I laughed at your REI gift registry comment. Ornery has made several attempts to lighten up, but his Boy Scout "be prepared" motto keeps tripping him up. All those things are lighter, but he hasn't been able to get his pack much below 50 lbs. I fell overloaded when I have more than cc, license, keys and a phone in my purse! Don't know how you guys do it!
Thanks for all the new reading material. Can't believe I missed this yesterday!
TM
...I feel like I should launch into my sermon about the use of the zombie trope in modern storytelling and the inherent lack of suspense almost all horror movies have for the thinking Christian viewer...
I'm interested to hear what you have to say about the zombie trope, since we seem to be on the trailing end of the fad at this point (at least, in its current incarnation).

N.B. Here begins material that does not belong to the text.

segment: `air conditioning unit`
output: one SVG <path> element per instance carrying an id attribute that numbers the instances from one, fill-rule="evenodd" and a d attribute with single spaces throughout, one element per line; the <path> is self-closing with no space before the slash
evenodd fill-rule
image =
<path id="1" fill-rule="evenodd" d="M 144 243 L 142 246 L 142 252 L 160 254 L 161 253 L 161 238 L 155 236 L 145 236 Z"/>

As for the latter topic, this is something I've seen addressed exactly once before, in Nightmares of Mine by Kenneth Hite, gaming guru and fan of all things Fortean. He's talking about horror roleplaying, but his examples are drawn from books and movies, so it applies:
"...Establishing an Absolute Good in the campaign world can vitiate the concept of horror itself. In the religious horror novels of Frank Peretti, for instance, it's very hard to maintain suspense; we know that God will eventually stomp those rotten demons and do it hard. If a similar belief is part of the game world (or if the gamemaster's actions makes it seem so with too many "divine interventions" or other miraculous saves), the players will find it hard to feel fear. On a smaller scale, why should the characters fear death if they will go to Heaven for fighting evil? Some styles of horror, such as cosmic horror[like Lovecraft's nihilistic Cthulhu Mythos], explicitly negate such ideas for that very reason; such negation, of course, runs the risk of offending believers of all stripes." (p.120)
Obviously, one doesn't have to be agnostic to enjoy horror, but one does in some cases have to separate their real-world understandings from the cosmology of the horror story, much as one has to do when reading fantasy stories.